Voice is one of our most natural identifiers. A new Microsoft AI can now learn to imitate them almost perfectly in a very short time. Microsoft is also aware of the risks.
Even with our eyes closed or on the phone, we can recognize other people by their voice. However, the certainty of hearing the right person will vary in the future. With a new software project, Microsoft also wants computers to speak with the voice of a real person. And don’t just imitate their sound.
On Thursday, the group announced the “VALL-E” baptized project. The software analyzes an existing voice recording of a person using artificial intelligence. If you then give her a text prompt, she can repeat it in the style of the speaker of the original recording. In doing so, she not only adopts the sound of the voice itself, but also imitates the style of speech and even the “acoustic environment”: If the recording was recorded during a call, the imitated version also sounds as if it came from the telephone. The real revolution: Three seconds of spoken text are enough to imitate the voice.

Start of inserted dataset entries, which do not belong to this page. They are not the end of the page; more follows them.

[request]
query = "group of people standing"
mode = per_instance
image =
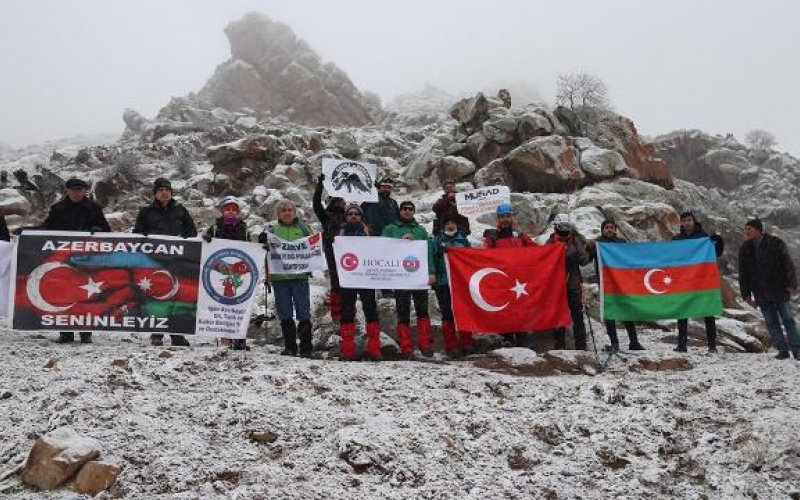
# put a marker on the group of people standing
(766, 272)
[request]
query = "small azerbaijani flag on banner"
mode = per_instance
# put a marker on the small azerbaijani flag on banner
(662, 280)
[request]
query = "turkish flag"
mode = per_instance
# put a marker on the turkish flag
(506, 290)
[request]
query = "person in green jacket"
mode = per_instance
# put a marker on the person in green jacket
(292, 293)
(451, 236)
(409, 229)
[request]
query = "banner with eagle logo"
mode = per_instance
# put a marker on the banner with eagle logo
(351, 180)
(71, 281)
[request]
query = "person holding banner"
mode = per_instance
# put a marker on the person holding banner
(76, 212)
(445, 207)
(291, 291)
(505, 236)
(450, 237)
(575, 247)
(355, 226)
(691, 228)
(608, 234)
(385, 211)
(408, 228)
(767, 278)
(230, 227)
(167, 217)
(331, 217)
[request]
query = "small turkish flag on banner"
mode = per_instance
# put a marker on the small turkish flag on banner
(506, 290)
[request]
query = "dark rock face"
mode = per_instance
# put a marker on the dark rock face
(274, 73)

The result is impressive – and at the same time frightening. On the program website, the group a whole series of sound samples. The “speaker prompt” refers to the three-second original. Microsoft describes a recording as “ground truth” in which the original speaker also reads out the sentence that is then used as the new text. Finally, as a so-called “baseline”, there is a comparison with conventional reading software. If you now compare the “Ground Truth” with VALL-E’s recording, the computer-generated voice can often hardly be distinguished from the original. Only in the emphasis and the sound are there small hints that make the artificial voice sound a bit unnatural. The sound and the way of speaking are basically always well hit.

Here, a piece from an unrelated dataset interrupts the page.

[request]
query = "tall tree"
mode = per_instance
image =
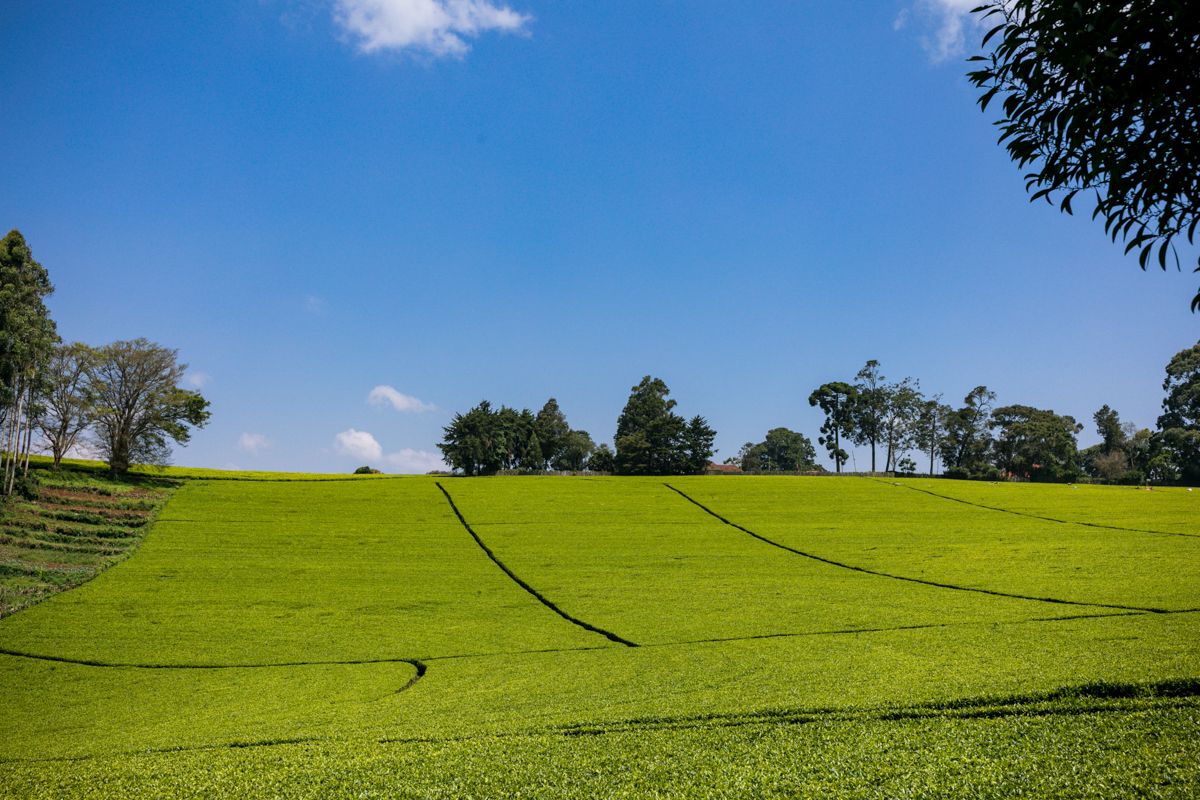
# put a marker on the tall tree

In order to achieve this precision, Microsoft has trained its AI with 60,000 hours of audio material from 7000 speakers, these are voice recordings from the Librilight data set of the Facebook parent company Meta. It mainly includes audio books. It is no coincidence that Microsoft’s speech examples are exclusively literature templates: According to the developers, speech synthesis currently works particularly well when the audio recordings used correspond to voices from the data set used. So far, she reads audio books most credibly. If you were to choose any speaking voices, the result would not be credible at the moment.
These “photos” were completely generated by an artificial intelligence
Our image description for the AI was: “A horse race in front of the Eiffel tower in Paris, high quality”
No need to panic (yet).
As a possible benefit for the program, the developers name the automated reading of texts at human level, for example to translate chats into speech. But a subsequent revision of spoken recordings to remove errors is also conceivable. In addition, completely new language content can be created by adding further AI models.

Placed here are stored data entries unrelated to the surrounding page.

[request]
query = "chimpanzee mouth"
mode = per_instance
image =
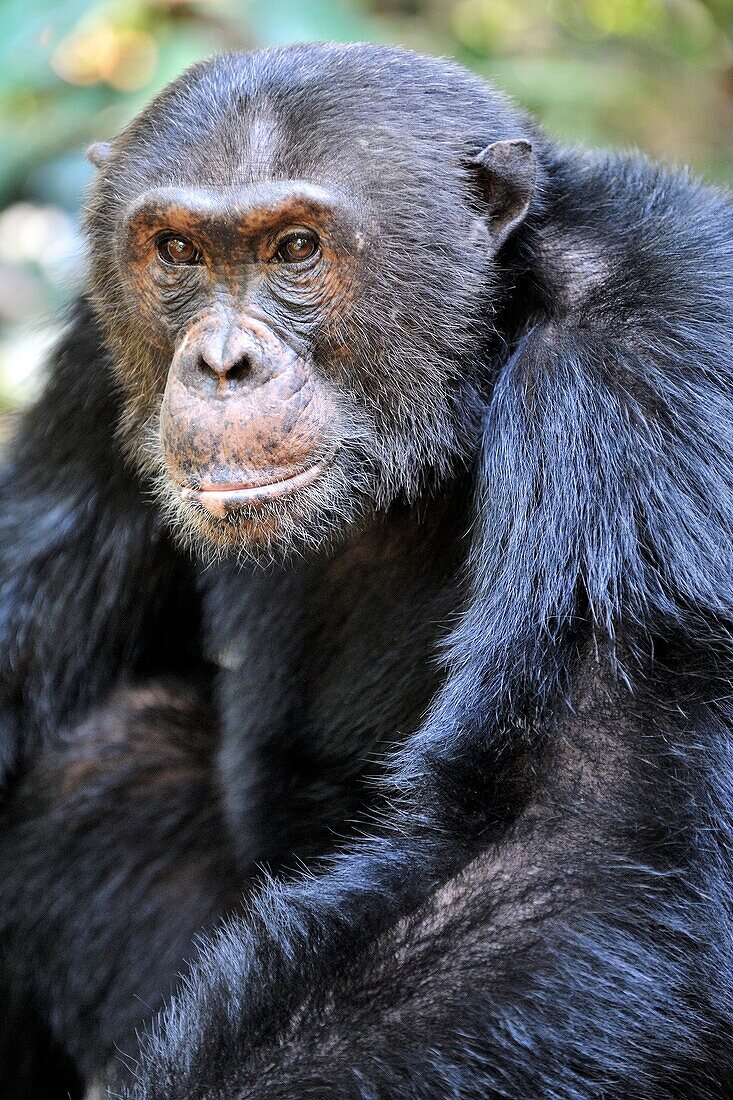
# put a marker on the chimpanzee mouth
(222, 498)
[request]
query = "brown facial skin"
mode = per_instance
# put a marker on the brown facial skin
(243, 418)
(236, 288)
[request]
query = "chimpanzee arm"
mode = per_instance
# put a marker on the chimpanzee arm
(84, 568)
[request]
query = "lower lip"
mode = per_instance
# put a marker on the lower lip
(222, 499)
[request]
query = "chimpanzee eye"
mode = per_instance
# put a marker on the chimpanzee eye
(173, 249)
(298, 245)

But Microsoft is also apparently very aware of the potential for abuse in the technology. “Because VALL-E can impersonate the speaker when processing the voice, it carries a possible risk of abuse,” the announcement explains. “You can trick voice recognition programs or imitate a specific speaker.” To prevent this, work is being done on the development of software that also recognizes AI-generated voices as such. Certainly the best protective measure: VALL-Es program code is currently not even accessible to third parties.
You don’t have to be afraid of German-language VALL-E fakes anyway: So far, the AI only speaks English.